Senators voted overwhelming Thursday to say they don’t want to create a new value-added tax, or VAT, in a vote designed to take the wind out of an idea that had been circulating among policymakers for the last several weeks.
The 85-13 vote against a VAT was nonbinding, but it did put one chamber of Congress on record in opposition to adding the new tax just weeks before the first meeting of President Obama’s debt commission, which is supposed to report back this year on how to bring the country’s finances under control.

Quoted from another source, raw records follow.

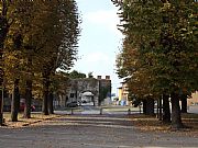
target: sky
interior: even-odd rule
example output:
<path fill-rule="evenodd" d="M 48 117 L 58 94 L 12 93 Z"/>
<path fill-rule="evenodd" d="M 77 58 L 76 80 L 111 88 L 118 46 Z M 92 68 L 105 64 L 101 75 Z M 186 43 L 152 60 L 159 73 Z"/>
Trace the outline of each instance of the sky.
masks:
<path fill-rule="evenodd" d="M 112 93 L 118 93 L 121 80 L 116 73 L 116 56 L 122 43 L 117 29 L 120 20 L 111 0 L 76 0 L 81 15 L 78 57 L 72 70 L 92 72 L 94 77 L 111 77 Z"/>

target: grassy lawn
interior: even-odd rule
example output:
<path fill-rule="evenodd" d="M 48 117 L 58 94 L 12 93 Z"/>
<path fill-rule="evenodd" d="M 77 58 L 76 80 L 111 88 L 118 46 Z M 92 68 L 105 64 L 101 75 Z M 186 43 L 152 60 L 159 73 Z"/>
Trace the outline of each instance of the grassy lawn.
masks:
<path fill-rule="evenodd" d="M 163 133 L 172 132 L 170 125 L 163 124 L 155 116 L 132 114 L 129 117 L 131 118 L 133 125 L 141 130 Z M 198 114 L 182 114 L 182 119 L 184 125 L 188 127 L 182 129 L 182 133 L 185 132 L 186 134 L 198 135 Z"/>
<path fill-rule="evenodd" d="M 31 118 L 24 118 L 22 113 L 18 114 L 18 122 L 11 122 L 11 114 L 9 112 L 3 113 L 6 119 L 6 127 L 23 127 L 33 123 L 38 123 L 45 119 L 57 117 L 58 115 L 43 115 L 42 113 L 32 113 Z"/>

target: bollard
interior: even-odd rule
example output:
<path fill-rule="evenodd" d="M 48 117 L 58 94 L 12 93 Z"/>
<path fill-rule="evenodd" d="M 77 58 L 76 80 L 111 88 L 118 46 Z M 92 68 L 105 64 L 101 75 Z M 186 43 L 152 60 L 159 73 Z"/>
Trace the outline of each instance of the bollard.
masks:
<path fill-rule="evenodd" d="M 102 107 L 100 107 L 100 115 L 102 115 Z"/>
<path fill-rule="evenodd" d="M 131 110 L 130 109 L 128 110 L 128 115 L 131 115 Z"/>
<path fill-rule="evenodd" d="M 74 110 L 73 110 L 73 109 L 70 110 L 70 114 L 72 114 L 72 115 L 74 114 Z"/>

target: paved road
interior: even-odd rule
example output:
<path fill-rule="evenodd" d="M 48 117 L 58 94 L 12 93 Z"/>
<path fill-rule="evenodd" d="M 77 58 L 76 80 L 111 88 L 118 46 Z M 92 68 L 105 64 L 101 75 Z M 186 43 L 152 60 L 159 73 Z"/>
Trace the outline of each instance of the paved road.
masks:
<path fill-rule="evenodd" d="M 1 128 L 0 148 L 196 147 L 197 136 L 142 133 L 127 115 L 63 115 L 24 128 Z"/>

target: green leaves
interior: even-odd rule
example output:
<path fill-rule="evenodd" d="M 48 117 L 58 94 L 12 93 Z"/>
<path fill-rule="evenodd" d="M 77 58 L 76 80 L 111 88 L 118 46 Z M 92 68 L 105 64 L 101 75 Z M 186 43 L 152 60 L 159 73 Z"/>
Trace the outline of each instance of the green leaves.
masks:
<path fill-rule="evenodd" d="M 198 89 L 197 2 L 113 2 L 125 35 L 118 73 L 130 90 L 142 95 Z"/>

Six senators are part of that commission, and all six voted against a VAT, a type of consumption tax that’s been adopted in Europe. If all six senators remain consistent in their opposition, it means a VAT could not be part of the commission’s plans, because the president’s rules say that any recommendations need support of 14 of the 18 members on the panel.
“I do not myself favor a value-added tax,” said Sen. Max Baucus, Montana Democrat, chairman of the Senate Finance Committee and one of the debt commissioners.
Sen. John McCain, the Arizona Republican called for the vote, saying the danger in a VAT is that it is a hidden tax, built into the price of most products, and so consumers aren’t as aware the government has taken a share of the money.
“The middle class is where the real money is, and the only way to get more of it with the least political pain is through a broad-based consumption tax such as VAT,” said Mr. McCain, who insisted on having a recorded vote to make all senators show where they stood.
The VAT vote came as an amendment to the bill to resume unemployment benefits for those who have been jobless the longest. The unemployment bill passed 59-38, overcoming most Republicans’ objections that the measure wasn’t paid for and much of the $18 billion in spending was being borrowed against future taxpayers.
Later Thursday the House voted 289-112 to pass the bill and send it to Mr. Obama to sign into law.
Democrats defeated several efforts by Sen. Tom Coburn, Oklahoma Republican, to cut other areas of spending and raise some revenue to pay for the unemployment aid. But one of Mr. Coburn’s trade-off amendments came close to succeeding, failing 50-48.
Under the bill, jobless benefits are extended through early June, which is a stop-gap measure while the House and Senate negotiate a full-year extension.
The bill also included money to prevent cuts in payments to doctors who treat Medicare patients.
The VAT vote was spurred by recent comments by Paul Volcker, a former chairman of the Federal Reserve who is now a top economic adviser to Mr. Obama. He said imposing a VAT “was not as toxic an idea” as it once was. Mr. Volcker was answering a question from the audience at an event in New York.
The VAT is an attractive option for those who want to broaden the tax base, and even some conservatives have expressed support for it, though usually only if it would be in exchange for getting rid of the income tax.
Congressional Budget Office Director Douglas Elmendorf last week told reporters his office has talked with some congressional offices about studying a VAT, though nobody has submitted an official request to evaluate a proposal for such a tax.
Of the 13 senators who voted to support the possibility of a VAT, 12 were Democrats and one, Sen George V. Voinovich of Ohio, was a Republican.